If the federal debt is $37 trillion, it should be obvious that taxpayers can’t subsidize the wealthy. Yet that is exactly what happens each year under an outdated law providing former presidents with benefits and perks costing taxpayers more than $5 million a year.
The bucks started with Harry Truman. After leaving the White House, he complained about the costs imposed on him for responding to mail and requests for speeches. To “maintain the dignity” of the office of the president, Congress decided that taxpayers should foot the bill for him.
The Former Presidents Act of 1958 provides lifetime funding for office space, staff, equipment, printing, communications and a pension.
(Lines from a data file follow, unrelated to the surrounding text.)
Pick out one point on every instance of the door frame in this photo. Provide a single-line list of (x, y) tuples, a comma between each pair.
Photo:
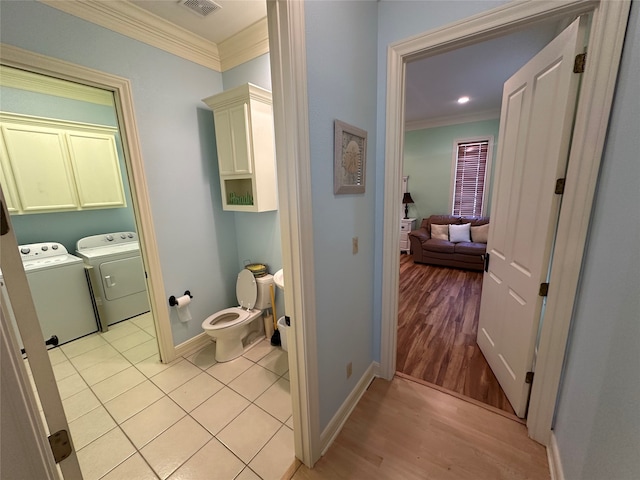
[(123, 99), (592, 114)]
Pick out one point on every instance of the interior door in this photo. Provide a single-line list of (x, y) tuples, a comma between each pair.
[(24, 311), (538, 106)]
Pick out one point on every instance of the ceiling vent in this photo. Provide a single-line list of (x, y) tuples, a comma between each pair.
[(202, 8)]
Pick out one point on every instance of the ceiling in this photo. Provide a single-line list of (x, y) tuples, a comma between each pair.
[(433, 84)]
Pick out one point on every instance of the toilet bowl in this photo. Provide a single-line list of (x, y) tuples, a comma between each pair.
[(233, 328)]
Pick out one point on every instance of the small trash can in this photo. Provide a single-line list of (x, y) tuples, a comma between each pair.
[(284, 333)]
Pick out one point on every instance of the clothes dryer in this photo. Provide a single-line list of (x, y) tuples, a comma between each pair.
[(116, 276)]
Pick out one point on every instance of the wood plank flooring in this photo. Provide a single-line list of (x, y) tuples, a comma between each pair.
[(437, 326), (406, 431)]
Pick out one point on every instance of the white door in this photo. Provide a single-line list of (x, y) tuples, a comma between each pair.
[(24, 310), (536, 120)]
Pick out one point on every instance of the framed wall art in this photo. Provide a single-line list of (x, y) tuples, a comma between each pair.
[(350, 158)]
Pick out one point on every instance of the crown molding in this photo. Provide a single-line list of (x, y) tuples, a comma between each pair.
[(134, 22), (245, 45), (33, 82), (452, 120)]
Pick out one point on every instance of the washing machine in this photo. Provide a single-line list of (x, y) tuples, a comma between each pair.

However, it turns out that Truman lied. Papers released after Bess Truman’s death revealed that the former president underreported his wealth.
Lawyer Paul Campos analyzed those documents and concluded, “Harry Truman was a very rich man who lied about his considerable wealth in order to cajole Congress into passing the Former Presidents Act.” Poor Truman’s wealth amounted to over $1 million, equivalent to approximately $72 million in today’s dollars.
This pricey presidential perks program, based on a falsehood, makes even less sense today. While the exact wealth of ex-presidents is not publicly available, media estimates rank them all as multi-millionaires. On top of that, they have lucrative opportunities in the private sector to add to their personal wealth through investments and deals.
For example, former President Joe Biden reportedly signed a $10 million deal for his memoirs. Barack Obama landed a production deal with Netflix for an unreported but likely substantial sum. In addition, former presidents can earn a payday ranging from $100,000 to $500,000 just for giving a single speech.
The single largest cost driver under the Former Presidents Act is the ever-increasing office expense. There is no limit on their size or location, giving former presidents free rein to lease prime real estate at taxpayer expense.
For example, Former President Bill Clinton’s New York office has cost taxpayers millions over the years. Former President George W. Bush’s Dallas office runs into six figures annually. These offices can also be located within the presidents’ foundations, blurring the line between public support and private ventures, and enabling the commingling of taxpayer dollars with political or charitable operations.
Taxpayers are also subsidizing activities that generate massive personal income for former presidents. The offices established under the Former Presidents Act handle scheduling, correspondence and logistics, including for those speaking engagements that can net hundreds of thousands of dollars per appearance.
Thankfully, there is a common-sense solution. Sen. Joni Ernst (R-Iowa) has introduced legislation to rein in these perks and modernize the Former Presidents Act. Her Presidential Allowance Modernization Act would cap the taxpayer-funded allowances provided to ex-presidents, while ensuring that those who continue to earn substantial outside income see reductions in their benefits.
This reform builds on bipartisan efforts from the past. In 2016, Congress unanimously passed similar legislation to limit perks, only to see it vetoed by President Obama just months before his second term ended. Lawmakers could also consider setting a cap on the number of years an office is available or eliminating the perk altogether.
It makes little sense that those who once held the highest office in the land and who can command six-figure speaking fees or ink multimillion-dollar book contracts can still draw on the public purse for office rent.
Reforming presidential perks sends a clear and powerful message: taxpayers facing down tough policy decisions as the national debt continues to balloon should not be subsidizing the lifestyles of the rich and famous.
Ending outdated entitlements like these is precisely the kind of reform that can restore trust in government and demonstrate seriousness about fiscal responsibility.
Demian Brady is vice president of research at National Taxpayers Union Foundation.